The Whole Brain Child – Book Review

  • The Whole Brain Child by Daniel J. Siegel and Tina Payne Bryson

    Book Review By Elizabeth Sautter, M.A. CCC-SLP

    An organized book club is one of the ways we share and discuss information at Communication Works (CW). The information that was provided in the book, The Whole Brain Child by Daniel Siegel and Tina Payne Bryson, falls directly in line with the work that we do at CW and what is needed to keep kids calm and regulated.

    This book discusses 12 Revolutionary Strategies to Nurture Your Child’s Developing Mind. This includes how a child’s brain is wired, how it matures and how to keep the parts of the brain integrated for improved self-regulation. By using their strategies, you can turn outbursts and arguments into an opportunity to support social and emotional growth.

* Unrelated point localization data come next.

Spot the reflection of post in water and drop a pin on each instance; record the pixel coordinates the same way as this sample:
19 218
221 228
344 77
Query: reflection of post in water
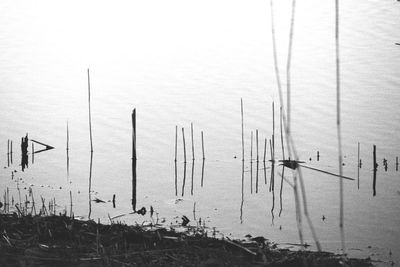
134 159
257 161
184 178
251 163
24 152
375 169
191 187
241 203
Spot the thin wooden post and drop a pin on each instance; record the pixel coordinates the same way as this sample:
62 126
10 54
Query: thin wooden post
8 152
241 109
191 132
67 150
358 165
257 161
11 152
265 153
176 142
251 163
273 130
134 159
375 169
184 145
281 128
202 145
90 114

    I will outline the first five strategies here and then continue to share the rest of them (on our Facebook page) over the next few weeks.

    Strategy #1 – Connect and Redirect: The authors suggest that when your child is having an outburst, connect with your child’s feelings by naming and validating their emotions (e.g. “you look sad”) before trying to reason with them. When children feel heard and validated they are quicker to recover and re-direct their behavior.

    Strategy #2 – Name It To Tame It: When the emotions that come with the right side of the brain (fear, frustration, etc.) are raging out of control, help your child manage what’s upsetting them by telling a story about it. Your child’s left brain connects emotions to language and words which allows them to make sense of their experience.

    Strategy #3 – Engage, Don’t Enrage; Appealing to the Upstairs Brain: The frontal cortex (“upstairs brain”) is responsible for self-monitoring and decision-making skills. The subcortex (“downstairs brain”) manages the fight or flight response and expresses emotions. Parents can help engage the upstairs brain by asking questions, validating feelings and suggesting alternatives (e.g. “you look mad, what happened?”) rather than triggering the downstairs brain by making demands or threats. Enraging responses such as “because I told you so” or “you will listen to me” often triggers the downstairs brain and makes the child more upset.

    Strategy #4 - Use It Or Lose It: Provide your child with opportunities to build the “upstairs brain.”  This includes role-playing, problem solving and games such as “What would you do?” These strategies help develop higher-level critical thinking skills such as negotiating and compromising with peers.

    Strategy #5 - Move It Or Lose It: Having your child move, shake or reposition his/her body can be a good way to get him/her to reconnect with their upstairs brain when they get stuck in the downstairs brain. Brain breaks, such as shaking out the wiggles, are a good example of move it or lose it.